I'm trying to make dummy variables in my input set of the following form: My Input set
So I encoded the categorical data so now my array is of the form: Encoded input set
Next, I would like to make dummy variables using OneHot Encoder. I know that it used to work this way:
onehotencoder = OneHotEncoder(categorical_features = [1])
X = onehotencoder.fit_transform(X).toarray()

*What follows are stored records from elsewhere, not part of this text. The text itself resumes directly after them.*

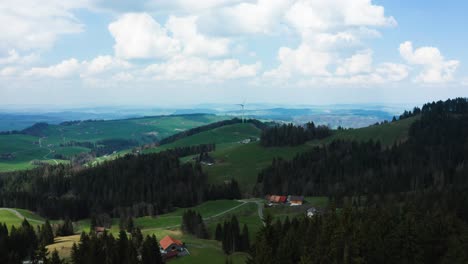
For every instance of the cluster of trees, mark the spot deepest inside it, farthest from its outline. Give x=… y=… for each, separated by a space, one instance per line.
x=204 y=157
x=36 y=130
x=211 y=126
x=26 y=243
x=191 y=150
x=192 y=223
x=291 y=135
x=433 y=157
x=233 y=240
x=139 y=185
x=77 y=122
x=65 y=228
x=126 y=223
x=108 y=146
x=104 y=248
x=387 y=233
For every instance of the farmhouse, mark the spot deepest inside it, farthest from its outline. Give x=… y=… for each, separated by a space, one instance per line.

But now the OneHotEncoder class works a bit different and I can't figure out how to adjust it to my dataset so it works exactly this way. My code:
import numpy as np
import pandas as pd
dataset = pd.DataFrame(
{'RowNumber': [1, 2, 3, 4, 5],
'CustomerId': [602, 311, 304, 354, 888],
'Surname': ['Har', 'Hil', 'Oni', 'Bon', 'Mit'],
'CreditScore': [619, 608, 502, 699, 850],
'Geography': ['FR', 'ES', 'FR', 'FR', 'ES'],
'Gender': ['F', 'F', 'F', 'F', 'F'],
'Age': [42, 41, 42, 39, 43],
'Tenure': [2, 1, 8, 0, 2]})
X = dataset.iloc[:, 3 : -1].values
y= dataset.iloc[:, -1].values
# Encoding categorical data
from sklearn.preprocessing import LabelEncoder
le = LabelEncoder()
X[:, 1] = le.fit_transform(X[:, 1])
X[:, 2] = le.fit_transform(X[:, 2])
# Making dummy variables
from sklearn.preprocessing import OneHotEncoder
ohe = OneHotEncoder()
Thank you in advance!